Tech giant Apple released emergency OS X security updates yesterday — Security Update 2016-001 El Capitan and Security Update 2016-005 Yosemite — to address the same three zero-day exploits as last week’s security update for iOS. Those vulnerabilities, known collectively as the Trident vulnerabilities, are being actively used by “cyber warfare” company NSO Group Technologies.
The exploits were first discovered a week ago by researchers at digital security groups Citizen Lab and Lookout Security. “The Trident vulnerabilities used by NSO could have been weaponized against users of non-iOS devices, including OSX,” Citizen Lab wrote in its announcement. “We encourage all Apple users to install the update as soon as possible.”
A Three-Pronged Attack
The Trident vulnerabilities give the NSO Group three ways to attack a target device: they can convince a target to visit a malicious Web site using the Safari browser, which could lead to arbitrary code execution; an application can be made to disclose kernel memory; or an application can be made to execute arbitrary code on the device with kernel privileges.
Those three exploits could essentially allow a hacker to install any type of malware on a victim’s device to spy on the target, or even take full control of the device.
The Trident vulnerabilities came to light after an attempt was made to attack the iPhone of Ahmed Mansoor, a human rights activist based in the United Arab Emirates (UAE). “On August 10 and 11, 2016, Mansoor received SMS text messages on his iPhone promising ‘new secrets’ about detainees tortured in UAE jails if he clicked on an included link,” Citizen Lab wrote on its Web site. Instead of clicking on the link, Mansoor sent the messages to Citizen Lab to investigate.
Who’s the Culprit?
Citizen Lab said the links it received belonged to a collection of exploits connected with the NSO Group. Although based in Israel, the NSO Group is believed to be owned by a U.S. venture capital firm, Francisco Partners Management.
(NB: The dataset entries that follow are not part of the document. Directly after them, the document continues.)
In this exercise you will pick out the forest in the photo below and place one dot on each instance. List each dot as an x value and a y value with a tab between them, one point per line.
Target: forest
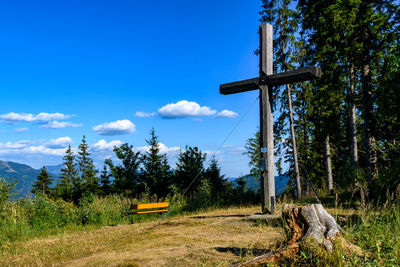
337	138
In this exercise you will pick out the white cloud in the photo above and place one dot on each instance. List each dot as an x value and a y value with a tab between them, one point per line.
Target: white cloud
103	145
163	149
24	129
43	116
60	124
183	109
61	142
14	145
22	148
41	149
142	114
13	117
115	128
227	114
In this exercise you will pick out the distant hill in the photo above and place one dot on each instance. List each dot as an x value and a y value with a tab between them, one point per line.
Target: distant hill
253	182
24	175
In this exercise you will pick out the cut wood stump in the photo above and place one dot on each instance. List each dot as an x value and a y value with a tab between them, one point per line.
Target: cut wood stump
310	224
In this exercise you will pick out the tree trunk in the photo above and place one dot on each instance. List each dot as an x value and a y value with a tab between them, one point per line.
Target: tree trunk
311	225
328	164
294	146
352	121
369	138
292	133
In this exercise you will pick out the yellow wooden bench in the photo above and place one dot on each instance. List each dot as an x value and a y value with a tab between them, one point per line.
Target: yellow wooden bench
145	208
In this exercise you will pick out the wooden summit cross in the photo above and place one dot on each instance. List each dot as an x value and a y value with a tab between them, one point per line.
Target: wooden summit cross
264	82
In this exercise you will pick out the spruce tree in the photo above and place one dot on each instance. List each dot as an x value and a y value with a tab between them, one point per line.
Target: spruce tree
42	184
126	175
213	175
105	181
284	20
156	172
88	180
189	170
68	176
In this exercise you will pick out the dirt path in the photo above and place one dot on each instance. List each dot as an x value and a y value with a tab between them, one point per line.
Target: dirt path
217	238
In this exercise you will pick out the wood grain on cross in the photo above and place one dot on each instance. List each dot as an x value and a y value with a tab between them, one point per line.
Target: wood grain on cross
264	83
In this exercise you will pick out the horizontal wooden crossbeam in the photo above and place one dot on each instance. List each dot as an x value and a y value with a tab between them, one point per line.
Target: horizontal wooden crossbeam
288	77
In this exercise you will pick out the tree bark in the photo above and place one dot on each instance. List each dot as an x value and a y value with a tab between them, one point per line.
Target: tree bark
352	121
310	224
369	138
328	164
292	132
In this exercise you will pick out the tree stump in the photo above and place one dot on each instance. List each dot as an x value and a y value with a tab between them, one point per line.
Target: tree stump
310	223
The NSO Group is a cyber weapons company that sells exploit packages such as the one used against Mansoor. Among the products sold by the NSO Group is Pegasus, a so-called “lawful intercept” spyware package sold only to governments.
Had Mansoor clicked on the links, the Web site would have installed malware on his iPhone 6 that would have turned it into a combination spy camera and microphone, capable of recording and transmitting images from his camera, audio from his microphone as well as his WhatsApp and Viber calls, and tracking his movements.
Citizen Lab said that the high cost of iPhone zero-days, the apparent use of NSO Group’s government-exclusive Pegasus product, and prior known targeting of Mansoor by the UAE government suggested that the UAE government is the most likely suspect behind the attack.
But the UAE isn’t the only actor connected to NSO. The company also reportedly sold its Pegasus spyware to Ricardo Martinelli, the Panamanian billionaire accused of spying on political opponents and journalists.